Suzanne Chadwick, Director of Employer Brand (APAC) discusses the four key audiences your employer brand needs to engage.
Ideally your employer brand strategy needs to be an octopus. It needs to be able to touch multiple target audiences and do a range of different things.
Your employer brand strategy and message externally needs to attract passive talent through the content you share, the positioning of your leaders, the employee stories you tell as well as focusing on information that top talent in specific role families or industries want to know more about.
By doing that you can raise the brand awareness of your organisation which then spikes the interest of people who may not have known about you before or might not have considered your organisation as a potential employer.
It also needs to secure the active candidate who is out in the market looking at a number of options. The messages around leadership, opportunities, future vision are critical for these candidates but what can be the deal maker or breaker for an active candidate is the recruitment experience. You’re literally up against your competitors with how you manage the recruitment process, the message they hear from the minute they engage with your organisation through to hiring manger interviews and then potential offer.
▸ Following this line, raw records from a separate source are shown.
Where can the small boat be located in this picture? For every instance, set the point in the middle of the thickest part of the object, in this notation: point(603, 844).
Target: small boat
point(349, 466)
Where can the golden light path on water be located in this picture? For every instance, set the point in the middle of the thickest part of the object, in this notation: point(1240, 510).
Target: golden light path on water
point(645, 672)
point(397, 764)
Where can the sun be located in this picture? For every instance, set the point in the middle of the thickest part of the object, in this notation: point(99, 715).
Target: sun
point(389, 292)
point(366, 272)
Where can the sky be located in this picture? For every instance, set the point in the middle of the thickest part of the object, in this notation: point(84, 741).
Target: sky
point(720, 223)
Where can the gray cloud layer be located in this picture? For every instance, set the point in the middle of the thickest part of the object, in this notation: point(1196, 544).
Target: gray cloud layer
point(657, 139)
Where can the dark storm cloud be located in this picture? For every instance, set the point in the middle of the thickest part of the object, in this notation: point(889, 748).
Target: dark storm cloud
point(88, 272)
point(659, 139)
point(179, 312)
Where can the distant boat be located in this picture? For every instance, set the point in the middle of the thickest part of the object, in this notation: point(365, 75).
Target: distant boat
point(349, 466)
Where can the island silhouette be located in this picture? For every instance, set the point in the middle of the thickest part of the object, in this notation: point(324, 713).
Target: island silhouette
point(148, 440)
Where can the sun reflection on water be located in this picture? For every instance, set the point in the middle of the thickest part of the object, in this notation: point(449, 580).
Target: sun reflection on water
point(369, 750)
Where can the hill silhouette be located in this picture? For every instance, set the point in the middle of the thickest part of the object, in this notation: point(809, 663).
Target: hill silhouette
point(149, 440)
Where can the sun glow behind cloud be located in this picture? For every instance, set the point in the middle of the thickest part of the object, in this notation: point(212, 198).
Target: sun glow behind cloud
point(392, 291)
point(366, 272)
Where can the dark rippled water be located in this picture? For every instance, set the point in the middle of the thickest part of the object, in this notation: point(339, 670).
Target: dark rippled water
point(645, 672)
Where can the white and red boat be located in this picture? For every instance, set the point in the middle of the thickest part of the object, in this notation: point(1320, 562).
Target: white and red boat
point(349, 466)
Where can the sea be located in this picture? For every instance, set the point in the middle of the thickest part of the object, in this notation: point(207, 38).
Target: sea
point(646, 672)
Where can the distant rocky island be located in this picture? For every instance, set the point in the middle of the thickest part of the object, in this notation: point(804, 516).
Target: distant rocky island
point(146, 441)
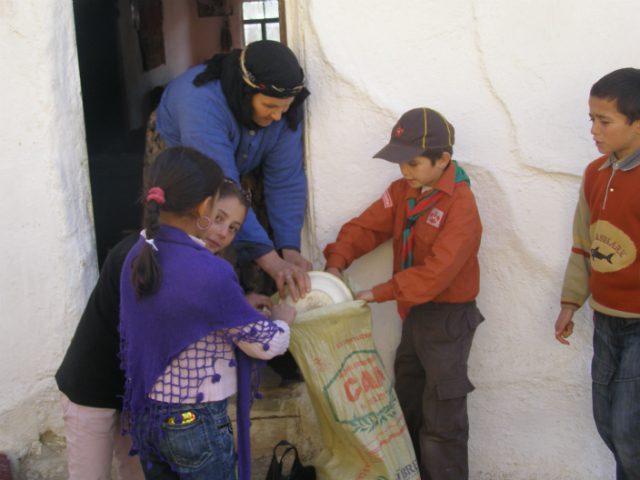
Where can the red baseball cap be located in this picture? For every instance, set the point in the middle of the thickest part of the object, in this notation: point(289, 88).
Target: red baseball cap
point(417, 130)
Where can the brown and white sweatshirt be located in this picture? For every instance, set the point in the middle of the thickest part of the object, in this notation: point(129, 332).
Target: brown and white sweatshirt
point(604, 260)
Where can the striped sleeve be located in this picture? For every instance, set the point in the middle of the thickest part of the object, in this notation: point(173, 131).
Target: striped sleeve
point(575, 288)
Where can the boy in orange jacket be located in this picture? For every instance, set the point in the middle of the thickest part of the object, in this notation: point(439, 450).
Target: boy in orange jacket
point(604, 265)
point(431, 215)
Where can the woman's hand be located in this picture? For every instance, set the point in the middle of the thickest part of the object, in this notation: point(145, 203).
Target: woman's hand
point(293, 256)
point(259, 302)
point(285, 273)
point(564, 325)
point(366, 295)
point(283, 312)
point(334, 271)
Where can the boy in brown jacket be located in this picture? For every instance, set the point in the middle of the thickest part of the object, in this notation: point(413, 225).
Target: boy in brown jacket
point(431, 215)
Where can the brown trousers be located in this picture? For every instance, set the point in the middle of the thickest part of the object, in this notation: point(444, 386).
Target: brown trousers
point(432, 385)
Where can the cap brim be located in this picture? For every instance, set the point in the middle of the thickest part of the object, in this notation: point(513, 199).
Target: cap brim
point(399, 153)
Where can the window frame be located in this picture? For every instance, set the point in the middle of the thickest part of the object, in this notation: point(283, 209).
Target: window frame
point(263, 21)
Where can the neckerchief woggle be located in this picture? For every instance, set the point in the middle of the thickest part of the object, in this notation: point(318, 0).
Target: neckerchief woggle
point(414, 211)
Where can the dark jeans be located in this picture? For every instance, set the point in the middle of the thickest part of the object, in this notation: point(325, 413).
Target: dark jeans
point(198, 450)
point(615, 371)
point(432, 385)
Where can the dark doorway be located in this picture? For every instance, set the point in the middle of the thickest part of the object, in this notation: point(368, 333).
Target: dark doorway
point(115, 153)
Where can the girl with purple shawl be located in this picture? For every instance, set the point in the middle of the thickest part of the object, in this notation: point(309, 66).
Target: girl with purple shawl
point(182, 315)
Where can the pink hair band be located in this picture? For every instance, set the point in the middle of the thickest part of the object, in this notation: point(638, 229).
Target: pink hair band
point(157, 194)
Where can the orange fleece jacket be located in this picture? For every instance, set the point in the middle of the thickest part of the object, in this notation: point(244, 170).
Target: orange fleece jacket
point(445, 256)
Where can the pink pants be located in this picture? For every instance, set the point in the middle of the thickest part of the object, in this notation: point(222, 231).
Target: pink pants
point(93, 439)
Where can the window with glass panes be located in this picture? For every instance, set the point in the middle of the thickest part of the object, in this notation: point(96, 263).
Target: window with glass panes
point(261, 21)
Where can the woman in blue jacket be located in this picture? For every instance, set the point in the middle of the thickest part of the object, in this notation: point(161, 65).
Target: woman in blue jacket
point(243, 109)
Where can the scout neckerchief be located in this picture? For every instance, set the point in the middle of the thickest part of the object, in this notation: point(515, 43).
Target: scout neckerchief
point(414, 211)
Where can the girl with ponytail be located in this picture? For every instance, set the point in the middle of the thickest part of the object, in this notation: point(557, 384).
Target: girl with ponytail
point(182, 315)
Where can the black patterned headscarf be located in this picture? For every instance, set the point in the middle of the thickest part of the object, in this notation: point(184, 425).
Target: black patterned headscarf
point(265, 67)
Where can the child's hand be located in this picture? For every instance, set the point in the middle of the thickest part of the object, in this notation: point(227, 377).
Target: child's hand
point(334, 271)
point(259, 302)
point(283, 312)
point(366, 295)
point(564, 325)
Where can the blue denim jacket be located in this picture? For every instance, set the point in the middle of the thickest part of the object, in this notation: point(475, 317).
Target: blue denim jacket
point(199, 117)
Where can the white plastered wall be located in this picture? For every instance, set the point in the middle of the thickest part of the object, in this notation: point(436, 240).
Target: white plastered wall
point(513, 77)
point(47, 248)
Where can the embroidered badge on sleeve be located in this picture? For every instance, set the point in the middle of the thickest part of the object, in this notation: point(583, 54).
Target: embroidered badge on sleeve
point(386, 199)
point(435, 217)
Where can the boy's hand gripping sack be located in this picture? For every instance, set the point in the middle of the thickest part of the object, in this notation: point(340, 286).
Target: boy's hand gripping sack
point(363, 429)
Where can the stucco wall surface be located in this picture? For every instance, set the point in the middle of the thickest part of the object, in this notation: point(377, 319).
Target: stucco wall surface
point(513, 78)
point(47, 244)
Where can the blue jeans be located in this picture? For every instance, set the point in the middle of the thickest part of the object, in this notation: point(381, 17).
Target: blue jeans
point(615, 371)
point(199, 450)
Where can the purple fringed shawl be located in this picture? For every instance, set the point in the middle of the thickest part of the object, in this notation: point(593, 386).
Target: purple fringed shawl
point(199, 294)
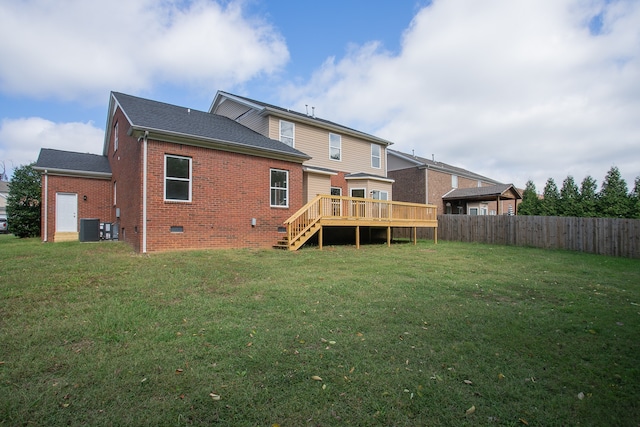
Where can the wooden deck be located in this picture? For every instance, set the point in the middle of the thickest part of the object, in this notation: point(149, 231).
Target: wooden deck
point(340, 211)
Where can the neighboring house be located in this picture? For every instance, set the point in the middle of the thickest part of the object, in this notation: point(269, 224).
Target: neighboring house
point(452, 189)
point(171, 177)
point(4, 193)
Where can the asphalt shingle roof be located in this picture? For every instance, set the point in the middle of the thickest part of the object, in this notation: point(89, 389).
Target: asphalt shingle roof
point(168, 118)
point(71, 161)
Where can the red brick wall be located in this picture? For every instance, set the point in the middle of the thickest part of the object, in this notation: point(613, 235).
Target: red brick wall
point(97, 205)
point(228, 190)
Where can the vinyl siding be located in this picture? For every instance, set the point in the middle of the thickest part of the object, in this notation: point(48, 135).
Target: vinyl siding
point(315, 184)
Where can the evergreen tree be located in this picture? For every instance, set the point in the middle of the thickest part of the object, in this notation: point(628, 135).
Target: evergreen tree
point(635, 199)
point(613, 199)
point(23, 203)
point(530, 202)
point(588, 197)
point(570, 199)
point(550, 198)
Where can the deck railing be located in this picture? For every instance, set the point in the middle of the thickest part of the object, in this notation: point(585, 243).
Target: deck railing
point(345, 211)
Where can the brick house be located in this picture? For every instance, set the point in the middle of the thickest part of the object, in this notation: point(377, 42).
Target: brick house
point(452, 189)
point(172, 178)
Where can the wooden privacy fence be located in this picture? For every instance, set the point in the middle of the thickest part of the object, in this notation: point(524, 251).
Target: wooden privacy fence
point(604, 236)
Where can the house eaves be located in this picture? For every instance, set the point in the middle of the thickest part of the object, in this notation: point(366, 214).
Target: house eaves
point(171, 123)
point(265, 109)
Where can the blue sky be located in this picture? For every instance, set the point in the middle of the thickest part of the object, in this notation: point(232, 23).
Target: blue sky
point(512, 90)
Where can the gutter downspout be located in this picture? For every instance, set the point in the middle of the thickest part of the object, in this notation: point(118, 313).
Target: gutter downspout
point(144, 193)
point(46, 204)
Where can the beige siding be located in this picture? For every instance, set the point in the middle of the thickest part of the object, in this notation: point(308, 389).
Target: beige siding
point(315, 184)
point(369, 185)
point(243, 115)
point(356, 153)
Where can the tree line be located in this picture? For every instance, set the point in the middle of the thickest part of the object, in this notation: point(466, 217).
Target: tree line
point(612, 201)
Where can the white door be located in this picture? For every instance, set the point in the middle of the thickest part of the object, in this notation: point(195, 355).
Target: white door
point(66, 212)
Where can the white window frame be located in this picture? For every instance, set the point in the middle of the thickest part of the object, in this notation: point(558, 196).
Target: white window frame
point(333, 139)
point(273, 188)
point(375, 156)
point(166, 178)
point(115, 137)
point(284, 137)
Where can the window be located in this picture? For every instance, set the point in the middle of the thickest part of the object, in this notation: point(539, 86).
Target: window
point(115, 137)
point(379, 195)
point(279, 188)
point(375, 156)
point(335, 147)
point(177, 178)
point(287, 132)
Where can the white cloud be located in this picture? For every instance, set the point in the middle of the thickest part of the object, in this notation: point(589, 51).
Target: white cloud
point(21, 139)
point(80, 49)
point(512, 90)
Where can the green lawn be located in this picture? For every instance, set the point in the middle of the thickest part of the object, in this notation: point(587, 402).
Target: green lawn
point(447, 334)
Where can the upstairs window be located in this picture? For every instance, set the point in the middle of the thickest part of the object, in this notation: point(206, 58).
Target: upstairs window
point(177, 178)
point(287, 130)
point(335, 147)
point(279, 188)
point(115, 137)
point(375, 156)
point(379, 195)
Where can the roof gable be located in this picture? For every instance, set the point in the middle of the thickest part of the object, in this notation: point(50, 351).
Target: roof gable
point(443, 167)
point(265, 108)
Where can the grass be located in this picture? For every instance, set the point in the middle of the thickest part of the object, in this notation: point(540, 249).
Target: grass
point(447, 334)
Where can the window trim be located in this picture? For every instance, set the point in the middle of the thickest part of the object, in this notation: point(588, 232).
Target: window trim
point(272, 188)
point(166, 178)
point(378, 156)
point(293, 133)
point(339, 148)
point(115, 137)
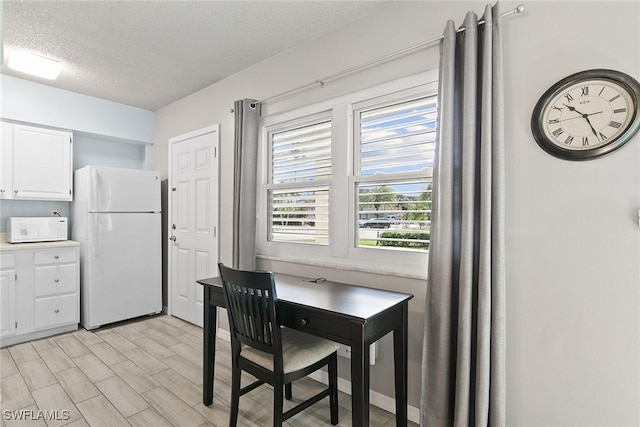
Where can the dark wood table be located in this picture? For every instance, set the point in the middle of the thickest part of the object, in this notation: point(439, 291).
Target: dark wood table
point(351, 315)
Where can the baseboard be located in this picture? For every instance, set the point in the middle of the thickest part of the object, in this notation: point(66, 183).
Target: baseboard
point(376, 399)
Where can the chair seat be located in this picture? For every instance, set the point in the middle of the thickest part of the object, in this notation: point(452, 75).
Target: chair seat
point(299, 350)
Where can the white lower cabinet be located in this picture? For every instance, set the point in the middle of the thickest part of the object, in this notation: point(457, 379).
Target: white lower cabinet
point(7, 295)
point(42, 288)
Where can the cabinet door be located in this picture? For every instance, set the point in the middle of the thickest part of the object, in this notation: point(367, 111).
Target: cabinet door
point(42, 163)
point(55, 311)
point(7, 303)
point(55, 279)
point(6, 160)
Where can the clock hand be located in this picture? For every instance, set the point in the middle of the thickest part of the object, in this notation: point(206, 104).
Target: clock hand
point(580, 117)
point(591, 126)
point(573, 109)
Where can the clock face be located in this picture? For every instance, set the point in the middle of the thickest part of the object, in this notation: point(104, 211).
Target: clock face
point(587, 115)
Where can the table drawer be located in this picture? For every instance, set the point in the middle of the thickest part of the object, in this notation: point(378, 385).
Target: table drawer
point(317, 323)
point(55, 279)
point(55, 256)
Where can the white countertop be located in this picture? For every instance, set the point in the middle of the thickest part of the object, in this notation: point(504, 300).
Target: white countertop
point(5, 246)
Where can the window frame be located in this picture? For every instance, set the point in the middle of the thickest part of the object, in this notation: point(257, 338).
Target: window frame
point(342, 251)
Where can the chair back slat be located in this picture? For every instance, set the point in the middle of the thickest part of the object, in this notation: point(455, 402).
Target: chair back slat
point(251, 299)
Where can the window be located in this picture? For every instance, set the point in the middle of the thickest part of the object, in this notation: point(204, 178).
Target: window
point(300, 177)
point(395, 158)
point(346, 183)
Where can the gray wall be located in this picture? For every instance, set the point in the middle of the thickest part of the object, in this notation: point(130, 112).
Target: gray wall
point(573, 288)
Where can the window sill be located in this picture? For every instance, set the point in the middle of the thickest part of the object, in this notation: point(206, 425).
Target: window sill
point(345, 267)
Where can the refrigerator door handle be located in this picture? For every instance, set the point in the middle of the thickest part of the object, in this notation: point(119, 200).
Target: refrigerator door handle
point(94, 190)
point(94, 235)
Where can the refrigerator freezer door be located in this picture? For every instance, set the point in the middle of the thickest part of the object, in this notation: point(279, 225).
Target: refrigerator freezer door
point(121, 276)
point(123, 190)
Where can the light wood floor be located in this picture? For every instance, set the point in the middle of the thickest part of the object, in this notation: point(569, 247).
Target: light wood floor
point(141, 373)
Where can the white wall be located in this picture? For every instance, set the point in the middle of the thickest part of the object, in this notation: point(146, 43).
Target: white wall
point(36, 103)
point(573, 244)
point(105, 133)
point(572, 237)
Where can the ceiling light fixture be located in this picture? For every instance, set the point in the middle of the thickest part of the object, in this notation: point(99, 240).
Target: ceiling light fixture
point(35, 65)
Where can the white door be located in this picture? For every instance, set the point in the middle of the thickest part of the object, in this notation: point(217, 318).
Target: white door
point(193, 221)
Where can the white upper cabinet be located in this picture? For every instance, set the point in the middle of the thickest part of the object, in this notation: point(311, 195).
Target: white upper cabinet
point(6, 160)
point(41, 163)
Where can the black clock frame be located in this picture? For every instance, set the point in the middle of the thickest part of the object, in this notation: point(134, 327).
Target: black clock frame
point(627, 82)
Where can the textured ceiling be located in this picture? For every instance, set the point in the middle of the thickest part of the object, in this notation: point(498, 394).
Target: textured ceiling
point(151, 53)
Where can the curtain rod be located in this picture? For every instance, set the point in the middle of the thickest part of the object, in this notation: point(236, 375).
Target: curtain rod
point(516, 11)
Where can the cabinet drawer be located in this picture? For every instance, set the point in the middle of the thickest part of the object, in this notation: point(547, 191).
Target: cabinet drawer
point(55, 279)
point(7, 261)
point(54, 256)
point(55, 311)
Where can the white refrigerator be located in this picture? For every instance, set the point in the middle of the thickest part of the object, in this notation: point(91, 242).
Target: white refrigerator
point(116, 218)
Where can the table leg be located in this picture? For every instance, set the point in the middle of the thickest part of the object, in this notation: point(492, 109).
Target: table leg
point(400, 340)
point(359, 378)
point(209, 330)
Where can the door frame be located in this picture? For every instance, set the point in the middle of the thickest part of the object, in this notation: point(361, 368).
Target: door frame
point(173, 140)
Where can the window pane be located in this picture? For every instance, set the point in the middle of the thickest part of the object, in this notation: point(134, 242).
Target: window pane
point(398, 138)
point(300, 215)
point(394, 215)
point(301, 154)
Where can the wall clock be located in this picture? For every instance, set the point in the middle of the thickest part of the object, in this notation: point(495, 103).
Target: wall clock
point(587, 114)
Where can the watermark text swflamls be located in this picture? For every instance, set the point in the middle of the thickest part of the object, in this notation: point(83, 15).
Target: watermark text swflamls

Your employer brand message has to be consistent and compelling throughout the process or you’ll lose their trust.
Internally you have different audiences as well. You have those who are highly engaged and they want to be part of the message and brand ambassadors. These could be your high performers, people who love what they do and they’re in for the long haul – so you need to keep them engaged.
Then the 2nd internal audience are people who aren’t engaged. You either need to remind them of all the great things the organisation can do for them or share more around where the organisation is going and how they can be part of that journey. It is possible to turn disengaged employees into engaged employees with the right strategies. Forbes recently put the cost a disengaged employee at around $30k, so looking at how the organisation can make real change is always going to be worthwhile.
So when you’re looking at your employer brand strategy and recruitment marketing, segmenting your messages and really understanding who you’re talking to, what their drivers are and what’s important to them is what matters.